L’ordre politique du Proche-Orient s’effondre. Des décennies de servitude ont vu s’accumuler d’énormes tensions sociales, qui s’expriment maintenant très violemment. Les dictatures tombent, et les gouvernements démocratiquement élus qui leur ont succédé aussi. Les rues du Caire sont le lieu de manifestations sanglantes. Le Yémen sombre dans le chaos comme l’Irak. La Libye se désintègre en régions dont les milices se font la guerre. Mais aucun pays n’est aussi minutieusement broyé que la Syrie. Le monde n’a pas connu de destructions de cette envergure depuis les guerres du Vietnam et de Tchétchénie. Les villes: des paysages lunaires. Les villages: presque tous désertés. Depuis 2012, Bachar el-Assad mène une guerre d’anéantissement en utilisant tout l’arsenal dont il dispose. Même les armes chimiques de combat. Les alaouites se battent contre les sunnites, et aucun des camps ne peut l’emporter militairement. Les extrémistes religieux ont fait leur nid dans ce chaos et prêchent la haine.
Les statistiques ne peuvent plus rendre compte de l’horreur en Syrie. Les Nations Unies ont arrêté de compter les morts au début de l’année 2014.

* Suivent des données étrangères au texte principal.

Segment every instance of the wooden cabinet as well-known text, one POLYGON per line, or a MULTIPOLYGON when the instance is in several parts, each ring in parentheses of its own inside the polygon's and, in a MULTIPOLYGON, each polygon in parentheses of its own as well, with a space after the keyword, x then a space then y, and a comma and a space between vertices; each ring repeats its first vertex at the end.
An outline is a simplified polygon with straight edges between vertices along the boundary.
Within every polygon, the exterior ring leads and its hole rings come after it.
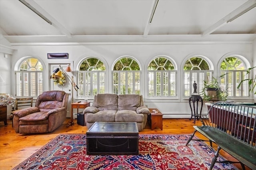
POLYGON ((4 121, 4 125, 7 125, 7 107, 0 106, 0 121, 4 121))

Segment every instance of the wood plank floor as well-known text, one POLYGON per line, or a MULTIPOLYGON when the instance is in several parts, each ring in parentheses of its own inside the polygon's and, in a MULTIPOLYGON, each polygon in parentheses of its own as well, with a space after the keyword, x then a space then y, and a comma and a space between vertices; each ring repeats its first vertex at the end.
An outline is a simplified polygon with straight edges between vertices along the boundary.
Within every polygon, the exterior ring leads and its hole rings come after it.
MULTIPOLYGON (((75 125, 66 127, 69 119, 67 119, 62 125, 54 131, 44 134, 22 135, 16 134, 12 126, 11 121, 8 121, 8 125, 4 126, 3 122, 0 122, 0 170, 10 170, 28 158, 34 153, 46 144, 60 133, 85 134, 86 126, 78 125, 75 120, 75 125)), ((156 129, 151 130, 149 125, 140 132, 140 134, 191 134, 194 132, 193 126, 201 125, 199 121, 195 124, 188 119, 164 119, 163 130, 156 129)), ((202 139, 206 139, 197 133, 196 135, 202 139)), ((209 144, 208 144, 209 145, 209 144)), ((215 145, 214 148, 216 149, 215 145)), ((232 156, 221 150, 221 155, 227 159, 236 160, 232 156)), ((240 164, 235 165, 242 169, 240 164)), ((250 169, 246 167, 246 170, 250 169)))

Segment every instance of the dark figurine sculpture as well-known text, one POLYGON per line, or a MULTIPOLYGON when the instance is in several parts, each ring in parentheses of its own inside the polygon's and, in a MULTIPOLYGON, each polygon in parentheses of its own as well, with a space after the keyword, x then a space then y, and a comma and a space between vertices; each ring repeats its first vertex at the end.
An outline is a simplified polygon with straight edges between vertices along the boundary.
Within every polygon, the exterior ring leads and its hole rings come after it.
POLYGON ((194 83, 193 84, 193 87, 194 87, 194 92, 193 93, 197 93, 196 92, 196 88, 197 88, 197 86, 196 83, 196 81, 194 81, 194 83))

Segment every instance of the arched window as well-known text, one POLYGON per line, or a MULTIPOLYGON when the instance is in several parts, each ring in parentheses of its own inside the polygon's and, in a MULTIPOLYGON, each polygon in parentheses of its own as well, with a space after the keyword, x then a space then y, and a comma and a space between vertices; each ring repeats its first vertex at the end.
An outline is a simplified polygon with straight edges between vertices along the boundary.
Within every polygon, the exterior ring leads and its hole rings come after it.
POLYGON ((184 70, 184 96, 190 96, 193 92, 193 84, 197 85, 197 92, 200 93, 204 88, 204 80, 212 81, 213 71, 210 70, 207 61, 201 56, 193 56, 187 60, 184 70))
POLYGON ((119 59, 113 69, 113 93, 140 94, 140 68, 130 57, 119 59))
POLYGON ((98 59, 85 59, 78 71, 78 98, 92 98, 97 94, 104 93, 106 67, 98 59))
POLYGON ((24 60, 15 71, 17 97, 37 97, 43 92, 43 67, 36 59, 24 60))
POLYGON ((240 88, 237 88, 241 80, 248 78, 244 64, 239 58, 230 56, 225 58, 221 62, 221 86, 228 88, 228 97, 235 98, 247 98, 249 96, 248 81, 244 81, 240 88))
POLYGON ((176 96, 177 71, 172 61, 163 56, 152 60, 148 66, 149 98, 176 96))

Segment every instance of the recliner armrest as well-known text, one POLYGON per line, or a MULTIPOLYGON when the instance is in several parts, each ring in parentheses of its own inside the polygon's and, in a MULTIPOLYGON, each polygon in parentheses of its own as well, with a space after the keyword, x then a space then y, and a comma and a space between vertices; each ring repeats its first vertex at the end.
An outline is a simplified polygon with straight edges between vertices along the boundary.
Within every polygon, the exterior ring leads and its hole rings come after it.
POLYGON ((64 110, 66 110, 66 108, 65 107, 56 108, 55 109, 53 109, 52 110, 50 110, 48 112, 48 113, 47 113, 47 116, 50 115, 51 114, 56 113, 59 111, 64 110))
POLYGON ((38 107, 30 107, 26 108, 21 110, 19 110, 14 112, 13 114, 20 117, 22 117, 38 111, 40 111, 38 107))
POLYGON ((139 107, 137 108, 136 111, 137 113, 150 113, 149 109, 145 106, 139 107))
POLYGON ((99 110, 99 109, 95 107, 89 106, 84 109, 84 111, 83 111, 83 113, 84 114, 85 114, 86 113, 95 113, 99 111, 100 110, 99 110))

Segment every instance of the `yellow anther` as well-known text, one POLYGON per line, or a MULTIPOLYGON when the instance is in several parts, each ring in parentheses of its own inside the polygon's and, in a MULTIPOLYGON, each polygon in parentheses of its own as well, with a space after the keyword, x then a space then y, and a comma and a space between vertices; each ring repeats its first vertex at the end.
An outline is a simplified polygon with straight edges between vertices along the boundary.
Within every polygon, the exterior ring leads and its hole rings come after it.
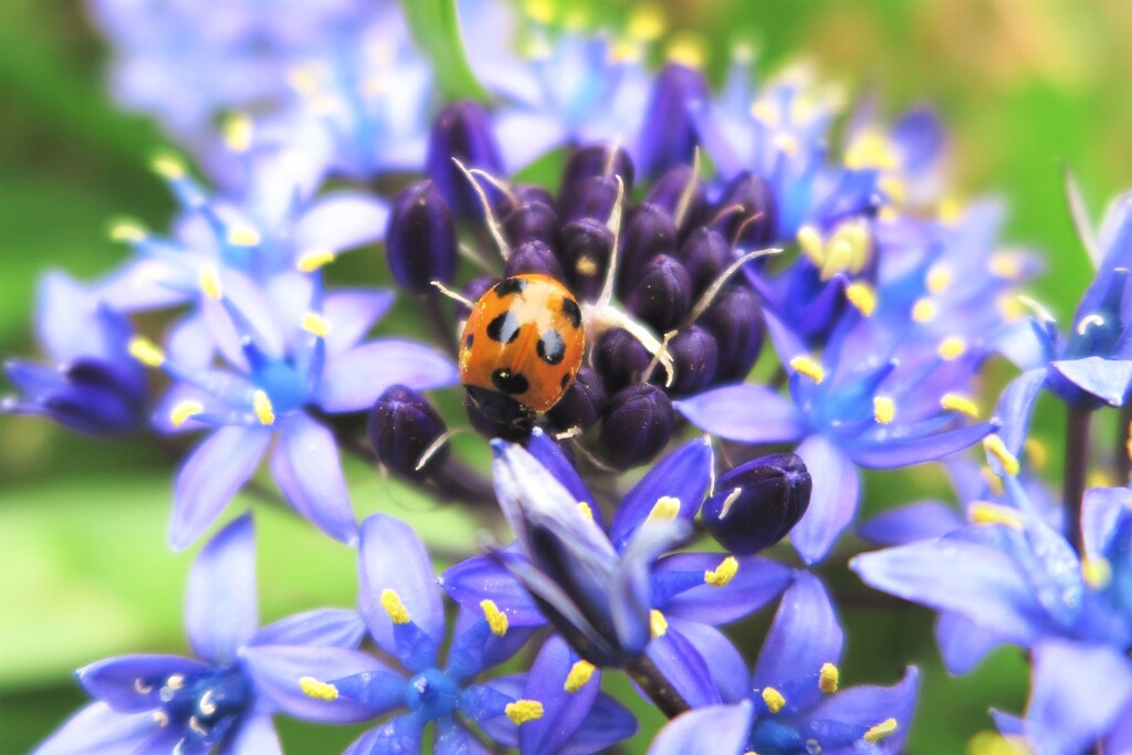
POLYGON ((509 625, 507 621, 507 615, 499 610, 499 607, 495 604, 494 600, 481 600, 480 609, 483 611, 483 618, 487 619, 491 634, 497 637, 501 637, 507 634, 507 627, 509 625))
POLYGON ((314 273, 323 265, 333 263, 335 258, 336 255, 329 249, 312 249, 299 255, 294 266, 300 273, 314 273))
POLYGON ((680 513, 680 499, 671 496, 661 496, 653 504, 649 512, 649 520, 653 522, 672 522, 680 513))
POLYGON ((979 405, 967 396, 960 396, 958 393, 943 394, 940 398, 940 407, 949 412, 967 414, 968 417, 979 415, 979 405))
POLYGON ((397 594, 396 590, 386 587, 381 591, 379 600, 381 601, 381 608, 389 615, 389 619, 394 624, 409 624, 411 620, 409 618, 409 610, 401 602, 401 595, 397 594))
POLYGON ((1002 441, 1002 438, 997 434, 992 434, 983 438, 983 449, 998 460, 1003 472, 1010 477, 1018 477, 1018 473, 1021 471, 1021 464, 1018 463, 1018 457, 1006 449, 1006 444, 1002 441))
POLYGON ((817 688, 826 695, 832 695, 838 690, 838 683, 841 680, 841 672, 833 663, 822 663, 822 670, 817 676, 817 688))
POLYGON ((1086 557, 1081 560, 1081 576, 1094 590, 1104 590, 1113 581, 1113 565, 1104 556, 1086 557))
POLYGON ((259 231, 250 225, 237 225, 229 229, 225 238, 233 247, 256 247, 263 240, 259 237, 259 231))
POLYGON ((134 336, 130 338, 128 351, 130 352, 130 357, 146 367, 161 367, 165 363, 165 352, 149 338, 139 335, 134 336))
POLYGON ((655 608, 649 611, 649 630, 653 637, 663 637, 668 634, 668 619, 655 608))
POLYGON ((967 509, 971 524, 1002 524, 1011 530, 1021 530, 1026 518, 1017 508, 992 504, 989 500, 976 500, 967 509))
POLYGON ((928 298, 919 299, 912 304, 912 319, 917 323, 931 323, 940 314, 940 308, 928 298))
POLYGON ((331 324, 318 312, 307 312, 302 316, 302 329, 319 338, 325 338, 331 334, 331 324))
POLYGON ((315 700, 329 702, 338 698, 337 687, 326 681, 319 681, 315 677, 301 677, 299 679, 299 689, 302 689, 302 694, 307 697, 314 697, 315 700))
POLYGON ((739 570, 739 561, 735 556, 728 556, 719 566, 710 572, 704 572, 704 582, 715 587, 726 587, 739 570))
POLYGON ((850 283, 846 286, 846 299, 865 317, 871 317, 876 311, 876 292, 867 283, 850 283))
POLYGON ((275 424, 275 407, 263 391, 251 394, 251 409, 256 412, 256 419, 260 424, 275 424))
POLYGON ((881 424, 887 424, 897 417, 897 404, 887 396, 873 397, 873 419, 881 424))
POLYGON ((786 706, 786 697, 774 687, 763 687, 763 702, 771 713, 778 713, 786 706))
POLYGON ((197 281, 200 284, 200 290, 209 299, 220 299, 224 295, 224 290, 220 285, 220 272, 215 265, 201 265, 197 281))
POLYGON ((185 424, 190 417, 196 417, 203 411, 205 411, 205 407, 199 401, 182 401, 173 406, 173 409, 169 412, 169 421, 173 423, 173 427, 179 428, 185 424))
POLYGON ((893 733, 895 733, 897 729, 899 728, 900 724, 897 722, 895 719, 884 719, 875 727, 865 732, 865 741, 869 743, 871 745, 875 745, 885 737, 891 737, 893 733))
POLYGON ((538 721, 541 719, 542 703, 537 700, 516 700, 514 703, 507 703, 503 712, 507 714, 512 723, 520 726, 528 721, 538 721))
POLYGON ((940 342, 940 348, 936 353, 940 354, 940 359, 950 362, 953 359, 959 359, 967 352, 967 342, 960 338, 958 335, 950 335, 940 342))
POLYGON ((821 383, 825 379, 825 370, 822 369, 821 362, 813 357, 795 357, 790 360, 790 367, 795 372, 805 375, 814 383, 821 383))
POLYGON ((254 129, 251 118, 246 113, 235 113, 224 120, 221 127, 224 144, 232 152, 243 153, 251 148, 254 129))
POLYGON ((566 683, 563 684, 563 689, 573 695, 590 683, 594 670, 595 667, 590 661, 578 661, 569 667, 569 674, 566 675, 566 683))

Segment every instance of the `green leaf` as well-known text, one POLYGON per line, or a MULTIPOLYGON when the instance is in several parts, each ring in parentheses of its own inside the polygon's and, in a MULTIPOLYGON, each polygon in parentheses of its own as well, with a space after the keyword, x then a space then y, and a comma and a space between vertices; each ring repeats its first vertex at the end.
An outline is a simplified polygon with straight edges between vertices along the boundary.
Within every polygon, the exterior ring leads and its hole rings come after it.
POLYGON ((424 54, 446 100, 491 98, 468 63, 464 37, 460 33, 456 0, 402 0, 409 28, 424 54))

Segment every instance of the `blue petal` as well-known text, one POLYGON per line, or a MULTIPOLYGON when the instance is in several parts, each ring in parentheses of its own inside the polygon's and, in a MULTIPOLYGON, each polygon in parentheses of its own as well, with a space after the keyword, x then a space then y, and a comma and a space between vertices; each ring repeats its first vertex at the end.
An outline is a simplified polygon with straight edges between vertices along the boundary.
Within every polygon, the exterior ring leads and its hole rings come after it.
POLYGON ((1041 752, 1078 753, 1132 702, 1132 662, 1115 647, 1049 640, 1034 649, 1026 733, 1041 752))
POLYGON ((188 547, 216 521, 221 509, 243 487, 272 441, 260 427, 225 427, 197 446, 177 473, 169 542, 188 547))
POLYGON ((432 574, 432 561, 413 529, 385 514, 374 514, 361 525, 359 554, 362 618, 386 653, 397 653, 394 624, 381 607, 381 592, 393 590, 413 624, 432 642, 444 640, 444 604, 432 574))
POLYGON ((358 524, 334 434, 306 413, 282 420, 272 473, 295 511, 335 540, 352 544, 358 524))
POLYGON ((792 403, 758 385, 732 385, 672 402, 693 424, 740 443, 791 443, 806 434, 792 403))
POLYGON ((746 701, 681 713, 664 724, 652 740, 648 755, 740 755, 752 720, 752 706, 746 701))
POLYGON ((137 713, 161 706, 161 687, 169 677, 207 670, 200 661, 178 655, 119 655, 85 666, 76 676, 92 697, 119 713, 137 713))
POLYGON ((197 658, 228 666, 259 626, 256 534, 245 514, 208 541, 192 564, 185 625, 197 658))
POLYGON ((797 454, 814 470, 814 488, 809 508, 790 532, 790 542, 801 560, 816 564, 856 516, 860 475, 849 457, 824 436, 809 436, 797 454))
POLYGON ((692 440, 657 462, 617 507, 609 525, 614 547, 623 550, 664 496, 680 501, 678 518, 694 520, 711 486, 712 463, 711 443, 706 438, 692 440))
POLYGON ((251 637, 252 645, 319 645, 357 647, 366 636, 358 611, 321 608, 268 624, 251 637))
POLYGON ((371 341, 327 359, 315 403, 325 411, 369 409, 392 385, 414 391, 444 388, 460 379, 447 357, 412 341, 371 341))

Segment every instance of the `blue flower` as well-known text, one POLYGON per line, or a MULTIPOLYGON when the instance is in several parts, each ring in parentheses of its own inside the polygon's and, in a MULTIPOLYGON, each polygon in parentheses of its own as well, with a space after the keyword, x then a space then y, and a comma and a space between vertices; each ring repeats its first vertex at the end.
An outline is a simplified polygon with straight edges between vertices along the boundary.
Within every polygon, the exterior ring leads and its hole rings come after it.
POLYGON ((658 462, 625 496, 608 534, 552 440, 535 431, 530 453, 499 441, 495 449, 496 494, 516 542, 445 572, 448 594, 465 607, 490 599, 514 626, 549 621, 599 667, 646 654, 691 704, 737 700, 740 659, 715 626, 772 600, 790 572, 756 557, 662 556, 700 511, 709 444, 693 440, 658 462))
POLYGON ((842 643, 821 582, 799 575, 782 597, 747 698, 676 718, 661 729, 650 755, 901 752, 916 702, 916 669, 893 687, 839 690, 842 643))
POLYGON ((51 363, 5 363, 19 392, 0 410, 38 414, 95 436, 130 432, 145 421, 146 380, 130 359, 129 321, 63 273, 40 284, 38 340, 51 363))
POLYGON ((469 721, 503 744, 520 743, 532 755, 563 748, 595 752, 634 731, 628 711, 600 694, 592 668, 578 666, 580 659, 561 644, 543 647, 534 662, 538 676, 473 681, 511 658, 532 634, 512 627, 490 600, 460 612, 441 664, 443 594, 424 546, 406 524, 381 514, 362 523, 359 574, 359 603, 370 636, 401 668, 342 650, 340 662, 357 666, 357 672, 295 679, 312 698, 346 710, 360 706, 365 719, 400 711, 363 733, 349 755, 418 752, 424 728, 434 722, 438 755, 481 752, 469 721), (520 696, 535 692, 542 693, 539 698, 520 696))
MULTIPOLYGON (((36 755, 177 752, 278 753, 276 712, 311 721, 348 720, 324 701, 295 694, 292 674, 349 672, 335 649, 354 647, 358 614, 324 609, 257 630, 251 520, 231 523, 200 551, 189 575, 186 623, 197 659, 123 655, 78 671, 98 702, 43 743, 36 755)), ((297 690, 295 690, 297 692, 297 690)))

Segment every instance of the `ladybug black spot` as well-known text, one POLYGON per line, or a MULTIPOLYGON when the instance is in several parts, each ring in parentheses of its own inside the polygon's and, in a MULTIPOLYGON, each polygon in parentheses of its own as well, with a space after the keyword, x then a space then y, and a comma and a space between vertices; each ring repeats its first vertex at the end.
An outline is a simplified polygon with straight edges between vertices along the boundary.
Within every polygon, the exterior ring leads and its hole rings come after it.
POLYGON ((566 355, 566 342, 558 331, 547 331, 539 337, 534 350, 539 352, 539 359, 547 364, 558 364, 566 355))
POLYGON ((518 316, 508 310, 488 323, 488 337, 499 343, 511 343, 518 336, 521 325, 518 316))
POLYGON ((523 377, 522 372, 512 372, 508 369, 498 369, 491 374, 491 384, 499 391, 499 393, 505 393, 509 396, 517 396, 521 393, 526 393, 526 389, 531 387, 526 378, 523 377))

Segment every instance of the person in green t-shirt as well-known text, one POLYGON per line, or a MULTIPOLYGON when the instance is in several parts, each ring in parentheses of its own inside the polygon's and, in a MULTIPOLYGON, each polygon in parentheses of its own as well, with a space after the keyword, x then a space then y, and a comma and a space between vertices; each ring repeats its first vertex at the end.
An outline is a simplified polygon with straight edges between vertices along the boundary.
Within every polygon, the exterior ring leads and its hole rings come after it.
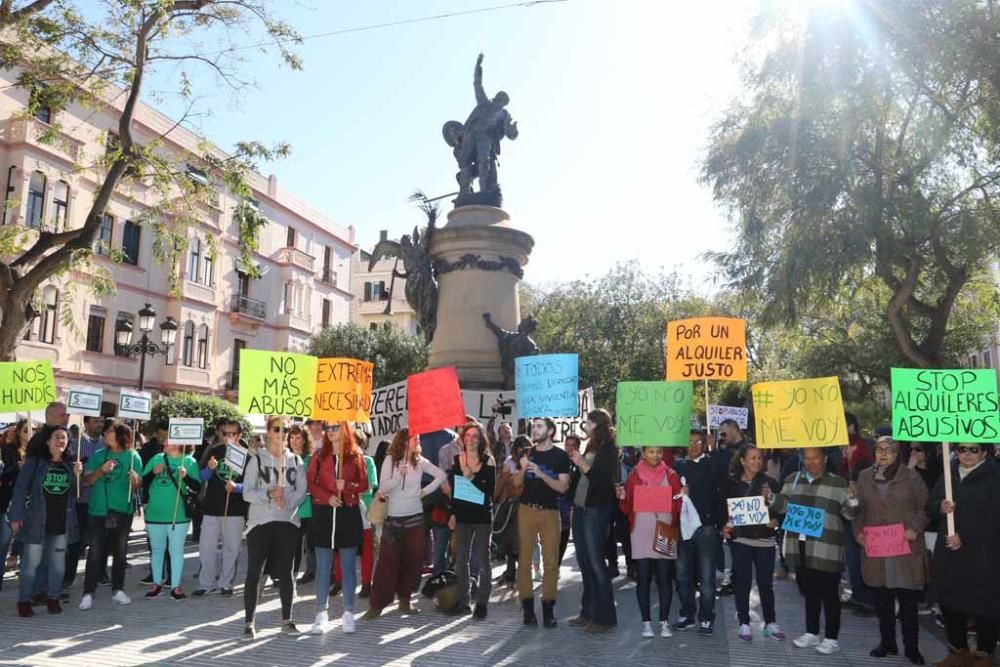
POLYGON ((191 517, 184 509, 181 495, 197 493, 201 488, 198 463, 178 445, 169 442, 163 451, 146 463, 142 476, 149 479, 149 505, 146 506, 146 533, 149 535, 153 584, 146 599, 163 592, 163 557, 170 550, 170 597, 183 600, 184 540, 191 517))

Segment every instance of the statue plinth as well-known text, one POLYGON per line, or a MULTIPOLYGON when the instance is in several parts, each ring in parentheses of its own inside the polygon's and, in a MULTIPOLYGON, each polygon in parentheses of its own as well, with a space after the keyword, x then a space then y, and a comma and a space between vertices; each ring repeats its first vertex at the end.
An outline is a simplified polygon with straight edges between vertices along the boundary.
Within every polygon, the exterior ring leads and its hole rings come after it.
POLYGON ((461 206, 448 214, 430 247, 438 280, 431 368, 454 366, 468 389, 503 388, 497 337, 483 313, 504 329, 517 329, 517 285, 534 245, 501 208, 461 206))

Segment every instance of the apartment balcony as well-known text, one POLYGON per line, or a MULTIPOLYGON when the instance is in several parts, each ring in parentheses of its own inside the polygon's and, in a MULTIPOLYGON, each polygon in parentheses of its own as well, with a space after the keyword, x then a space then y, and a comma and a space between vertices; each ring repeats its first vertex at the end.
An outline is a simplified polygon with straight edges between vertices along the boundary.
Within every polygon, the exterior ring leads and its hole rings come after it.
POLYGON ((246 315, 255 320, 267 318, 267 304, 259 299, 251 299, 242 294, 234 294, 229 310, 232 313, 246 315))

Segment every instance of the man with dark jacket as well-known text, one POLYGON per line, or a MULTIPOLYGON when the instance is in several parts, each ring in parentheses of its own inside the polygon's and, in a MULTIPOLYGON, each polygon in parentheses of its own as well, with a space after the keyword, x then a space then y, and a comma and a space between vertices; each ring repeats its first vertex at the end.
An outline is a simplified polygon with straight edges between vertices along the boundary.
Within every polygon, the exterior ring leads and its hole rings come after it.
POLYGON ((720 492, 720 479, 712 459, 705 453, 705 434, 702 431, 691 430, 687 458, 677 463, 676 470, 684 485, 684 493, 698 511, 701 527, 691 539, 682 540, 677 549, 677 590, 681 598, 681 614, 674 628, 686 630, 697 622, 698 633, 710 635, 715 624, 715 564, 726 514, 723 511, 725 500, 720 492), (695 581, 701 591, 697 617, 695 581))

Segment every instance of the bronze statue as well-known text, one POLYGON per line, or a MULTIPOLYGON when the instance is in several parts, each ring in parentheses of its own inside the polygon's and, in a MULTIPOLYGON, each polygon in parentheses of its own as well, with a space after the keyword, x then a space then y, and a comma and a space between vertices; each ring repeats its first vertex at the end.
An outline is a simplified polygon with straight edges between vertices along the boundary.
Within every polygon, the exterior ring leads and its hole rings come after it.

La tentative même d’échapper au danger est de plus en plus dangereuse. En 2014, 3 419 personnes se sont noyées en essayant de fuir vers l’Italie et la Grèce. Ils sont certainement bien plus nombreux encore, car on ne compte pas ceux dont on n’a pas retrouvé le corps. Les routes que prennent les passeurs sont toujours plus risquées, car le continent consolide ses frontières. Une force de 400 000 policiers les surveille. L’Europe a mis en place des clôtures de six mètres de haut, comme dans les enclaves espagnoles de Melilla et Ceuta. La Bulgarie et la Grèce ont érigé des barbelés pour refouler les réfugiés. L’Europe a installé des radars et des systèmes de caméras coûteux dans le détroit de Gibraltar. Elle contrôle aussi l’océan Atlantique entre les Canaries et l’Afrique de l’Ouest. Elle envoie dans cette bataille défensive police, soldats et unités d’élite de diverses nations.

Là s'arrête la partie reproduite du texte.